The girl I’m sleeping with always tells me I’m the best she’s ever had, but she’s mid at best - how do I tell her?
Well, well, well, aren’t you cock of the walk? You’ve found yourself in the regrettable position of being the first man ever to be too good in bed. Before you do anything else, I’d suggest a pat on the back for this remarkable feat. I’ll admit, I’m a little confused as to why a sex god such as yourself is settling for a ‘mid’ bedroom partner, when surely you could bag yourself much better? A more fitting Agony Aunt submission would be ‘the line of women outside my door begging for sex is getting so long that porters have started to complain, what do I do? ’ Unless, of course, you’re grossly overexaggerating your abilities. Either way, communication is hot! Tell her what you like, tell her what you don’t like, and wait for the fireworks.
Does it make me gay if I let my girlfriend peg me?
Babe, it’s 2024! Gosh, I haven’t dealt with anything so trite as labels in YEARS. And, frankly, neither has anyone else. If you love your girlfriend, and you like having sex with her, you’re golden. The ‘how?’ and the ‘why?’ and the ‘which hole?’ are unimportant as long as you’re being safe and having fun! There’s nothing sexier than a man who refuses to be a slave to his masculinity, so power to you my friend.
I’m a baby lesbian and my girlfriend and I are both tops - HELP!

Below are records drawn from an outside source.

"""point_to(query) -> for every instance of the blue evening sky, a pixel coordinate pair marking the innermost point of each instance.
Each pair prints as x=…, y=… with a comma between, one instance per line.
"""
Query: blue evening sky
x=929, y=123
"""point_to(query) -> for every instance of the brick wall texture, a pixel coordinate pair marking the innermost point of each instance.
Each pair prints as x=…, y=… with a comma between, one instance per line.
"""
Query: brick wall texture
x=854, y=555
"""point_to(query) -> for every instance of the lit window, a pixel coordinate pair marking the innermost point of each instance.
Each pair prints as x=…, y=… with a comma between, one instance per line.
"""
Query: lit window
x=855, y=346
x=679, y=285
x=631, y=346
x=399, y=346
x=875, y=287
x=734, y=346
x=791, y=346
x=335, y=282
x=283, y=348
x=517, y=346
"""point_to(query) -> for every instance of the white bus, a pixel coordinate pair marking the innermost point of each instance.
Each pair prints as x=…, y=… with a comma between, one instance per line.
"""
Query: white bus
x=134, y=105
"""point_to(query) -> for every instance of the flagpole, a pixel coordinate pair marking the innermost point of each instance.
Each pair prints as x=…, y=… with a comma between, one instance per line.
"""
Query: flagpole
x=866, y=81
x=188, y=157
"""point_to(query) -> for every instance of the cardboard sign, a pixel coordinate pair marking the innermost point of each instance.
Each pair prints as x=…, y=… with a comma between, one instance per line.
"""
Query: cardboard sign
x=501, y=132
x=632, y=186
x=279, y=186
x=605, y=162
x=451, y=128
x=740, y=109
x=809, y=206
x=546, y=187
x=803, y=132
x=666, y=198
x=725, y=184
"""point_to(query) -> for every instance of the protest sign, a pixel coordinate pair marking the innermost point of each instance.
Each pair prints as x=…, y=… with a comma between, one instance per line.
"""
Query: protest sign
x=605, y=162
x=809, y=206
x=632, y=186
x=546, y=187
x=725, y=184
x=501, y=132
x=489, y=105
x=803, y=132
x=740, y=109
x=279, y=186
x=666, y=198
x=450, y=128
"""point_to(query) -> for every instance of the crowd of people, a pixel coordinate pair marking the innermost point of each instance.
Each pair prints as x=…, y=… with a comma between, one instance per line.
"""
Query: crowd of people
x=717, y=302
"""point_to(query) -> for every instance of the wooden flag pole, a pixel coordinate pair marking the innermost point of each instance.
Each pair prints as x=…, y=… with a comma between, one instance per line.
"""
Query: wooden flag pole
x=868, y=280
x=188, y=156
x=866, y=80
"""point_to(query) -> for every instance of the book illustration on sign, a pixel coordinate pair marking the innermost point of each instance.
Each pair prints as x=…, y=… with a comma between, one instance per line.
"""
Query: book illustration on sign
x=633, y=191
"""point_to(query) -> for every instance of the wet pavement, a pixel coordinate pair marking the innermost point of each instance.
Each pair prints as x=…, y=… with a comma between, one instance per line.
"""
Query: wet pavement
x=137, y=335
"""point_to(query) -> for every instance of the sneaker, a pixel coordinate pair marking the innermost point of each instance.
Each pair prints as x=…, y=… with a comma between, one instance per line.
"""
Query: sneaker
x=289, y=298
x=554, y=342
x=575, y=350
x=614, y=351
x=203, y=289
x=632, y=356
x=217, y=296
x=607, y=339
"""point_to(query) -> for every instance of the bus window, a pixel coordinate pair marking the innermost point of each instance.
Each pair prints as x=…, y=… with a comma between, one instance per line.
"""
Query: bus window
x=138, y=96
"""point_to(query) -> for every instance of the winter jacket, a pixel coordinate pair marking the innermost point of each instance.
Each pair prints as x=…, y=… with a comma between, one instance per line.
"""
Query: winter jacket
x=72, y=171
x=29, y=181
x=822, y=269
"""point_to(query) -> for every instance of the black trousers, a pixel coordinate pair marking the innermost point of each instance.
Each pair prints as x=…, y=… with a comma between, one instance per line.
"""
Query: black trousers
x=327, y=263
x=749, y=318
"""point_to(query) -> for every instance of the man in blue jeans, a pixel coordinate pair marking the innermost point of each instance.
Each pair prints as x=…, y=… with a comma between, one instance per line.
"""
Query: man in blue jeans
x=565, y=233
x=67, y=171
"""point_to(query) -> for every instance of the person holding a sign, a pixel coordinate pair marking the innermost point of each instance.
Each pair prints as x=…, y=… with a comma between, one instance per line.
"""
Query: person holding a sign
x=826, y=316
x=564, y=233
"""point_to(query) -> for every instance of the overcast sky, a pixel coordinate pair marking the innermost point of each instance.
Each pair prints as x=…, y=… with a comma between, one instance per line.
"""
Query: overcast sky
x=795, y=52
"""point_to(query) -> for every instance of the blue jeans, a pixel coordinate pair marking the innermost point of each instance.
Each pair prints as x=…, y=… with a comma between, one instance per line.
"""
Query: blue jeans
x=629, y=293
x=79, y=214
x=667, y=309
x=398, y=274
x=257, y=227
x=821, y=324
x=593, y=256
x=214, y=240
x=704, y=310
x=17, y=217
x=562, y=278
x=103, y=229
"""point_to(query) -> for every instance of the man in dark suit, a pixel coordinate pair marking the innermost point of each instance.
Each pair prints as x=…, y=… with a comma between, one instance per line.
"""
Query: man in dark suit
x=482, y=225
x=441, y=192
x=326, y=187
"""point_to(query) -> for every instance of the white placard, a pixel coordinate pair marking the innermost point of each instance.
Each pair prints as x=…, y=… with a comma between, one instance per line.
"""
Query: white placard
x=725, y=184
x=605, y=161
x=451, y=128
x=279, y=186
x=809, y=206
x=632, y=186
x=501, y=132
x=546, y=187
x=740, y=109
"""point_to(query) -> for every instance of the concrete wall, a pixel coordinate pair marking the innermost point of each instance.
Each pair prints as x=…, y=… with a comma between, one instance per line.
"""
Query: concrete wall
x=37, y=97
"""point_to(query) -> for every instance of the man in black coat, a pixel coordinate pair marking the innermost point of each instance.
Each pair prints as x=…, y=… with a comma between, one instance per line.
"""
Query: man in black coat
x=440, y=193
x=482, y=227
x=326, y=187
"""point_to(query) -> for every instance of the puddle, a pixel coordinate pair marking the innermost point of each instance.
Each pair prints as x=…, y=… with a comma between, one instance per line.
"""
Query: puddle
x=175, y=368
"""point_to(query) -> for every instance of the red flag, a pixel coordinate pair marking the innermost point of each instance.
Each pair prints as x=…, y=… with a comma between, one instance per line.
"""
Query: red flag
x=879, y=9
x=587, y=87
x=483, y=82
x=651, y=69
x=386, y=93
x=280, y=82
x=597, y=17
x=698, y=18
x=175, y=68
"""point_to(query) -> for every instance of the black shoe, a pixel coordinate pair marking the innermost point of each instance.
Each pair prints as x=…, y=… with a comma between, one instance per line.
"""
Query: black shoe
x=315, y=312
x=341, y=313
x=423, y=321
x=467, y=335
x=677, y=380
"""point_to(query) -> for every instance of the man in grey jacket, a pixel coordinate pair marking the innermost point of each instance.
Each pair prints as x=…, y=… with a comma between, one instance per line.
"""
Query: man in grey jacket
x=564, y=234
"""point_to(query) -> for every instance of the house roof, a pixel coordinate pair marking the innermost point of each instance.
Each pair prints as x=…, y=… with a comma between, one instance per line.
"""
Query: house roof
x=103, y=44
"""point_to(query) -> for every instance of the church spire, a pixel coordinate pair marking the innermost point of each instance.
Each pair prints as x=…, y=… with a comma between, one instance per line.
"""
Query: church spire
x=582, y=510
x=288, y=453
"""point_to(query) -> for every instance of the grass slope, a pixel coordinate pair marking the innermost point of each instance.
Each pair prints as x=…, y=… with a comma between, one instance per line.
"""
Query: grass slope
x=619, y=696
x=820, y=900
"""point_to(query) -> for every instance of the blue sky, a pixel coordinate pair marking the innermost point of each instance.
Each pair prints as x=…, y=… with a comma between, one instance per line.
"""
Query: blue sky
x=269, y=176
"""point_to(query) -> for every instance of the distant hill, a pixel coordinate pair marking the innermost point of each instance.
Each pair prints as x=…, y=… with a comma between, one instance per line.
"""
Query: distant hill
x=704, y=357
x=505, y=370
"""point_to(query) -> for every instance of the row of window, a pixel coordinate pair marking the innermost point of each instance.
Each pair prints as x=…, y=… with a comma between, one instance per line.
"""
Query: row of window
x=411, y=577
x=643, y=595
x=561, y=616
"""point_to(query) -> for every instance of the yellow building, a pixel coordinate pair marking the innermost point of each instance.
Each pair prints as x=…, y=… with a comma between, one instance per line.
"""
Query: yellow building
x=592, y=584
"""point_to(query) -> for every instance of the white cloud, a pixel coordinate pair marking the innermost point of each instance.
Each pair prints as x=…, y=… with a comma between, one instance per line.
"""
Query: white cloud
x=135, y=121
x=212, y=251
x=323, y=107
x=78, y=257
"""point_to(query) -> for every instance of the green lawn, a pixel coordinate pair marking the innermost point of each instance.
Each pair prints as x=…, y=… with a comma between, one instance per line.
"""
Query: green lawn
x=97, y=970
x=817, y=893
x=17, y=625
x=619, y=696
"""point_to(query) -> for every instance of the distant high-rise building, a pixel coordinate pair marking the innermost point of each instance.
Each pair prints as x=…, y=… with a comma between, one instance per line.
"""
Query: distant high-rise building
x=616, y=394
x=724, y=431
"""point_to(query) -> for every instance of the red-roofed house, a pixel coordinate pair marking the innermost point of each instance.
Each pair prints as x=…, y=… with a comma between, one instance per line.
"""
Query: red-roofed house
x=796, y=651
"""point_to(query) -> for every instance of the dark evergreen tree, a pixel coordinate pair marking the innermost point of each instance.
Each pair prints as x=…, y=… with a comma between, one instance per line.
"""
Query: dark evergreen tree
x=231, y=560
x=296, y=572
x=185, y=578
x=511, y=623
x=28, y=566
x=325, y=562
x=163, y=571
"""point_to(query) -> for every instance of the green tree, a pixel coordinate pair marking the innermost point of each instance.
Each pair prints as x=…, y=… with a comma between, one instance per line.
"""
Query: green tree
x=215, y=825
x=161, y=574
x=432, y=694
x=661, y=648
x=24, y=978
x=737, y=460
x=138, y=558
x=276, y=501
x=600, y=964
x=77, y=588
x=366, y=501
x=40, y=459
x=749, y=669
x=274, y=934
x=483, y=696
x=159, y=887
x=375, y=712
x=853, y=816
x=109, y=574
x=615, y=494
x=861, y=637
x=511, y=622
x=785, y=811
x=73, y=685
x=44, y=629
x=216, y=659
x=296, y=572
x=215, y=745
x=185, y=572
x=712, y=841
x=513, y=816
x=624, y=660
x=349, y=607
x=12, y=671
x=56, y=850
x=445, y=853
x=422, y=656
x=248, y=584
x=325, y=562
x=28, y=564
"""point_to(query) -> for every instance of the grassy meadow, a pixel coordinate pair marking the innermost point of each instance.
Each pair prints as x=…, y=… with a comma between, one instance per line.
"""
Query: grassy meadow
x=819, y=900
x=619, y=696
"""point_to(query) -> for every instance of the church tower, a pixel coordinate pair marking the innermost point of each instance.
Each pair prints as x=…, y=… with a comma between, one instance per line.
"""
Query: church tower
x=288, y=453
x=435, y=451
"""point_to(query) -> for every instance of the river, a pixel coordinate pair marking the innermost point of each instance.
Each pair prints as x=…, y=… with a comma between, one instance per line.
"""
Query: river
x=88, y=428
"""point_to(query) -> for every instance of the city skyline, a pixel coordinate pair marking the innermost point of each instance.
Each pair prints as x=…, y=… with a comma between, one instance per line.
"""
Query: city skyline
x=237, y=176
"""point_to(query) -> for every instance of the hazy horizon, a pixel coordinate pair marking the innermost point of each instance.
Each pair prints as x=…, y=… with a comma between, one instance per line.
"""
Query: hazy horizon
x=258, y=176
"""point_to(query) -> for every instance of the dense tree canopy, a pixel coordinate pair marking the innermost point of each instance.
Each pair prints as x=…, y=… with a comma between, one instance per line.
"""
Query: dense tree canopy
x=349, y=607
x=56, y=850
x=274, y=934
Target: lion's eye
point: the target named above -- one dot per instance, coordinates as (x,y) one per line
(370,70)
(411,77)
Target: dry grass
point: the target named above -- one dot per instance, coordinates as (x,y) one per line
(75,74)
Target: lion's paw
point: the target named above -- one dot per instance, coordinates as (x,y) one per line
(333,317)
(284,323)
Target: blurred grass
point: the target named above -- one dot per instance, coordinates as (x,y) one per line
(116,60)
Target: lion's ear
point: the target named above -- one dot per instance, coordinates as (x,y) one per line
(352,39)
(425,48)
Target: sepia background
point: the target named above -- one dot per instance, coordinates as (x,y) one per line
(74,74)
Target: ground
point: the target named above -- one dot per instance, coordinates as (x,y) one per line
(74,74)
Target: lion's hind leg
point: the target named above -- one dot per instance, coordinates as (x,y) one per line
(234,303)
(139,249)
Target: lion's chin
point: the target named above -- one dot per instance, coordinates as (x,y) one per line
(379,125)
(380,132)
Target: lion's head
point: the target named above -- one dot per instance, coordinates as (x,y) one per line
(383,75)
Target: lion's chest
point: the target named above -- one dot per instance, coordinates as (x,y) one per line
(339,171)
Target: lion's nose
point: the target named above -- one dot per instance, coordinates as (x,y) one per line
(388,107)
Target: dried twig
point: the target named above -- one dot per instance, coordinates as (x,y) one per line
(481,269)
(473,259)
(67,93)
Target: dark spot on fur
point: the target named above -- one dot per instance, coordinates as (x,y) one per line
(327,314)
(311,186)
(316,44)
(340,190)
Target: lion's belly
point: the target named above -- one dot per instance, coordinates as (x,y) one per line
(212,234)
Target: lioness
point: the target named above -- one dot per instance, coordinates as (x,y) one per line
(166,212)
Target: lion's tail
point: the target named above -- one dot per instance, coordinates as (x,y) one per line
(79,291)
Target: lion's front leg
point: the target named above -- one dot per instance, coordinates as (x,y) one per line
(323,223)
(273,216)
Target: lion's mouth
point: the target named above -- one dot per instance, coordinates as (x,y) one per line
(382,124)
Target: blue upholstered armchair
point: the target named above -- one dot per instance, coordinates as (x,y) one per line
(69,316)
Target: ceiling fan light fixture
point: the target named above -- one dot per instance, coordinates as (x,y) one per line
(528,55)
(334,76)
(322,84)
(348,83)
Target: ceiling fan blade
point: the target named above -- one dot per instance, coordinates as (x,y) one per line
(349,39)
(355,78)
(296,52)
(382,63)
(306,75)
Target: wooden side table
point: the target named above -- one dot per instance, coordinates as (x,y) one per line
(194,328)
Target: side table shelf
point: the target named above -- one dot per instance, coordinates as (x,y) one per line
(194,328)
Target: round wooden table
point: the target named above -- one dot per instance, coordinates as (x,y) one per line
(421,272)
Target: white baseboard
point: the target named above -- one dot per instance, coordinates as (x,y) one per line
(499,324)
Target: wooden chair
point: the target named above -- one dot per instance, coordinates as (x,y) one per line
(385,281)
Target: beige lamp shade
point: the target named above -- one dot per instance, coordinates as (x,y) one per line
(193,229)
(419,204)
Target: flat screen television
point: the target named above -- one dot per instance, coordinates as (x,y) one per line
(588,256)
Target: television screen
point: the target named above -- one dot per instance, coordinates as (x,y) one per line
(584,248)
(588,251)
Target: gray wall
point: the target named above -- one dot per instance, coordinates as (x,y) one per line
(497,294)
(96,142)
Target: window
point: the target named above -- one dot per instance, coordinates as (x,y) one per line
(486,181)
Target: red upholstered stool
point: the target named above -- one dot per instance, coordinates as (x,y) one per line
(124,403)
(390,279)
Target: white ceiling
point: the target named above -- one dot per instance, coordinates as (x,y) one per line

Never has a Varsity article caused so many straight people to run to Urban Dictionary, and I think that’s beautiful. There’s no easy solution to this dilemma. If you want to make things work with your girlfriend, you’ve got to have a chat and try to come (see what I did there?) to some kind of compromise. Maybe you could alternate! On the bright side, this could be a great chance to get creative in the bedroom and think of some new ways to get each other off. Having said that, sometimes two people just are not sexually compatible, and that’s something you have to decide for yourself.
What do I say if the guy I’m getting with refuses to wear a condom?
Let me guess, he says it ‘just doesn’t feel the same’ with a condom, or even better, he gives you some sob story about how he can just never find condoms big enough to fit his massive appendage. The heart bleeds. At least this question is a nice easy one to finish (last sex pun, I promise) on: you say goodbye. And maybe tell him his dick’s small while you’re there, just for funsies. Hope this helps!